SIZE_MB=$(du -m "$DB" | cut -f1)
if [ "$SIZE_MB" -ge 300 ]; then
echo "CRITICAL: DB at ${SIZE_MB}MB - run db-maintenance.sh immediately"
elif [ "$SIZE_MB" -ge 250 ]; then
echo "WARNING: DB at ${SIZE_MB}MB - maintenance recommended"
else
echo "OK: DB at ${SIZE_MB}MB"
fi
Three thresholds:
- ✅ Under 250MB — green, nothing to do
- ⚠️ 250-300MB — warning, schedule maintenance
- 🔴 300MB+ — critical, run the script now
Simple, cheap to run, and catches drift before it becomes a crisis.
We Consulted Gemini and ChatGPT on the Row Cap Question
After the fix, the embedding cache was sitting at 9,538 rows and 187MB. We considered adding an 8,000-row hard cap to trim it down. Before doing anything, we asked both Gemini and ChatGPT for their take.
Both said the same thing: wait, don't trim.
The reasoning was sound:
- 9,538 rows is not large in vector database terms — production systems routinely handle 50k-100k+
- Trimming 1,500 rows saves almost nothing and risks burning OpenAI API credits to rebuild embeddings you just deleted
- The 30-day TTL will fire naturally within days and handle it cleanly
- An 8,000-row cap is arbitrary — ChatGPT specifically called it out and suggested 20-50k is more realistic for semantic recall quality
The more interesting finding: the storage format itself is the problem.
The Real Culprit: JSON Storage
When we checked how embeddings are actually stored in the database, we found this:
typeof(embedding) → text
length(embedding) → 19,198 characters
The embeddings are stored as JSON text arrays, not binary BLOBs. That means each embedding takes up ~19KB of text instead of the ~6KB it would occupy as packed float32 binary. We're storing at roughly 3x the necessary size.

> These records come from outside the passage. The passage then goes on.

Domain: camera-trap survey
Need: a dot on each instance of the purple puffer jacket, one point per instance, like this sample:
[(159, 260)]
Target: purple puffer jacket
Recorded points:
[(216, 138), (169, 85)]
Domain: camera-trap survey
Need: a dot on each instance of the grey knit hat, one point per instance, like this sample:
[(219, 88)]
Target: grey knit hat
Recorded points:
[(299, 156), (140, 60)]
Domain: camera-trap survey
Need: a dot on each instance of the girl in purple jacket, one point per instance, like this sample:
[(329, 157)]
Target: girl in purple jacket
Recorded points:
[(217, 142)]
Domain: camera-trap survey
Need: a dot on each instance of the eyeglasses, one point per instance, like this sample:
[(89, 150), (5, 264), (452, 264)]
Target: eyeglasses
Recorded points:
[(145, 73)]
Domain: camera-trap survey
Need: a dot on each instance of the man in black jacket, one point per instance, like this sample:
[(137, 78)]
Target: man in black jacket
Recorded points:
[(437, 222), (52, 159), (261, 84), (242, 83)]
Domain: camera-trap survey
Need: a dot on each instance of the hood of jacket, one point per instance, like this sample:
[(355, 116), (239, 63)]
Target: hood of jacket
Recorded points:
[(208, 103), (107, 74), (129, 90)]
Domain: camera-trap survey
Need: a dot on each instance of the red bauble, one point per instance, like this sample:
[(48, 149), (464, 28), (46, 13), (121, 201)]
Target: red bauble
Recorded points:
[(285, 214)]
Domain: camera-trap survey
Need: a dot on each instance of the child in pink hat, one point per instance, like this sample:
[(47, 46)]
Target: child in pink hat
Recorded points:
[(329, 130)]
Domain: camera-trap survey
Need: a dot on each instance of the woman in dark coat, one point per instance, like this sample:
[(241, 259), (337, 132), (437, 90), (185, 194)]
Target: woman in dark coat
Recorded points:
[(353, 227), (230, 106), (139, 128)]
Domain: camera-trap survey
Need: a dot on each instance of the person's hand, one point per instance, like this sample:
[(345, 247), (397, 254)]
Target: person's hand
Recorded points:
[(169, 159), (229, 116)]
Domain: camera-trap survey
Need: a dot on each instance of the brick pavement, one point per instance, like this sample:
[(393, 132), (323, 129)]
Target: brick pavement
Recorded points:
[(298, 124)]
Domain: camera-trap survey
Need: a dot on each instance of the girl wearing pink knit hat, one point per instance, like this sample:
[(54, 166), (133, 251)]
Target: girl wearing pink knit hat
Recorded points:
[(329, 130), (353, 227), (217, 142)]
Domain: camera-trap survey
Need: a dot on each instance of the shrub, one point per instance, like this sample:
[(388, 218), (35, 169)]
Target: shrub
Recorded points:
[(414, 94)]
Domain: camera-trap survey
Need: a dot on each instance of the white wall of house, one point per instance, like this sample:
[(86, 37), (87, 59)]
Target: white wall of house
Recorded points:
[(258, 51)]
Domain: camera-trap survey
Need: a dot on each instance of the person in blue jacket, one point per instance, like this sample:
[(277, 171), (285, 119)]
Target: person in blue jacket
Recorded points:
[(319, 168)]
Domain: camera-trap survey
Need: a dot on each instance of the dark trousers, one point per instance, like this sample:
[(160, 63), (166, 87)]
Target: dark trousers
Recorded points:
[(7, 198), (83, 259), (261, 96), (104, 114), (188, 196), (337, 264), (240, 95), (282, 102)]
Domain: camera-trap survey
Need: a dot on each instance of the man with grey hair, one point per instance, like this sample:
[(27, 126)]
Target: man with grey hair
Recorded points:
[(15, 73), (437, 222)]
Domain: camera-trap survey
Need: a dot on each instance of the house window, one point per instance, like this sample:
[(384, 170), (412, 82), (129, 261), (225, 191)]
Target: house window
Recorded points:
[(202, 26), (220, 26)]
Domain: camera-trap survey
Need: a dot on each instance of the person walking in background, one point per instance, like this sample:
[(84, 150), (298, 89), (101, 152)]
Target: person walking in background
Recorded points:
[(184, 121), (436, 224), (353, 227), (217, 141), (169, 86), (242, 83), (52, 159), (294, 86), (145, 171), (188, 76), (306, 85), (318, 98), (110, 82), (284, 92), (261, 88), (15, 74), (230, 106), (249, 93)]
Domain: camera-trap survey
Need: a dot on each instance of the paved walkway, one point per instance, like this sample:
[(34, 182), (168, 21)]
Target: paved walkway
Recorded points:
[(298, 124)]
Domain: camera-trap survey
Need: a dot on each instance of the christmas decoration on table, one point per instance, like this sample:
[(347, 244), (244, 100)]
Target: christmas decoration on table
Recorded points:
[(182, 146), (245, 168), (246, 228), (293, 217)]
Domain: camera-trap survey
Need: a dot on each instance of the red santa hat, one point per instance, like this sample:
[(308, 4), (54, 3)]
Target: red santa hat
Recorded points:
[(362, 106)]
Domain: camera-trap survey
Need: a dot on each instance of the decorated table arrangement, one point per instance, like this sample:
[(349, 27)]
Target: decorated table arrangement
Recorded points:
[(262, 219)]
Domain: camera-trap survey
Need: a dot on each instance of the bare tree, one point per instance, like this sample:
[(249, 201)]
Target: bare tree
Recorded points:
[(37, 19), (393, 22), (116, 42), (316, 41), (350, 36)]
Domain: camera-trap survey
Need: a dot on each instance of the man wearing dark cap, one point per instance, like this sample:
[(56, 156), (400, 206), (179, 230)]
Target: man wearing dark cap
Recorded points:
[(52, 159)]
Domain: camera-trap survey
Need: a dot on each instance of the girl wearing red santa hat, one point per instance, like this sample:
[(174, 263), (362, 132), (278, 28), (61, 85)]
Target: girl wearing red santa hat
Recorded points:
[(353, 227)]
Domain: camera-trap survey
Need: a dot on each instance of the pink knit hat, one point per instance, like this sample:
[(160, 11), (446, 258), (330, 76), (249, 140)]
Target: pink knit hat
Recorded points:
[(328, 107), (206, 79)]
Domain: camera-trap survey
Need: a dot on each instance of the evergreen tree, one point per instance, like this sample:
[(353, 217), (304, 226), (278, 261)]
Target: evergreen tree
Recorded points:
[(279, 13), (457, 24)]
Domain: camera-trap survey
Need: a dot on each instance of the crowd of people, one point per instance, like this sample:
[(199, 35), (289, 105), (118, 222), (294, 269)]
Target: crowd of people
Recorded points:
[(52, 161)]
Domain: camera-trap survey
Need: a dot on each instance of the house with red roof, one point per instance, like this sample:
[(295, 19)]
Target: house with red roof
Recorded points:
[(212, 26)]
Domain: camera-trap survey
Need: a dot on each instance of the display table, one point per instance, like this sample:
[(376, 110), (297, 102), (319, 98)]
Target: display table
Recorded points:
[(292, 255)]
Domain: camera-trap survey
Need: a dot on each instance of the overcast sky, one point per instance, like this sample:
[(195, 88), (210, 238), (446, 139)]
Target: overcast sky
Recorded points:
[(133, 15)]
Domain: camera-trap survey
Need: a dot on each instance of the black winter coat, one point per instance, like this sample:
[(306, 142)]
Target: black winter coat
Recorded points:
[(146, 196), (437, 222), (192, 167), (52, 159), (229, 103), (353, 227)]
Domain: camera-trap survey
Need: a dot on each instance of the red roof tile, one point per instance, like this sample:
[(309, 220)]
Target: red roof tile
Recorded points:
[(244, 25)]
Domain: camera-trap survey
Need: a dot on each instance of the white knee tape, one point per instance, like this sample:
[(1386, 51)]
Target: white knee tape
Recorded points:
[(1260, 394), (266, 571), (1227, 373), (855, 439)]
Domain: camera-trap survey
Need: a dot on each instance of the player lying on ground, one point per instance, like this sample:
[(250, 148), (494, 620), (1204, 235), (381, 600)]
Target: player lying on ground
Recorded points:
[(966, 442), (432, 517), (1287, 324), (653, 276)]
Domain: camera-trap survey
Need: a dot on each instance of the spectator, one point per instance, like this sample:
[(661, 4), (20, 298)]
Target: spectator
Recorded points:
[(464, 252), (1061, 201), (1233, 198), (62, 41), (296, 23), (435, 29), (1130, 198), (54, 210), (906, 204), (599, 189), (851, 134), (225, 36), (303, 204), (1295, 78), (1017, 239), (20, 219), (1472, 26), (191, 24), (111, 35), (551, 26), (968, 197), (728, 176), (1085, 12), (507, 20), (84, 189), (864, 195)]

The math: 9,538 rows × 19KB = ~187MB. If embeddings were stored as BLOBs, the same data would be ~60MB.
This is an OpenClaw core issue — not something you can fix in the database without breaking the application. But it's worth knowing: if your embedding cache looks bloated, the storage format is likely why, not the row count.
Current Status
As of March 1st:
- DB size: 228MB — in the green zone
- TTL trim fires Sunday March 8, will clear all February data
- VACUUM runs after trim to reclaim disk
- Daily monitor watching for drift above 250MB
The system is stable. The compaction loop is gone. The warning system is live. And now we know exactly why the cache is as large as it is — even if fixing it properly requires an upstream change.
We'll update this post again after the March 8 trim runs to show the actual size reduction.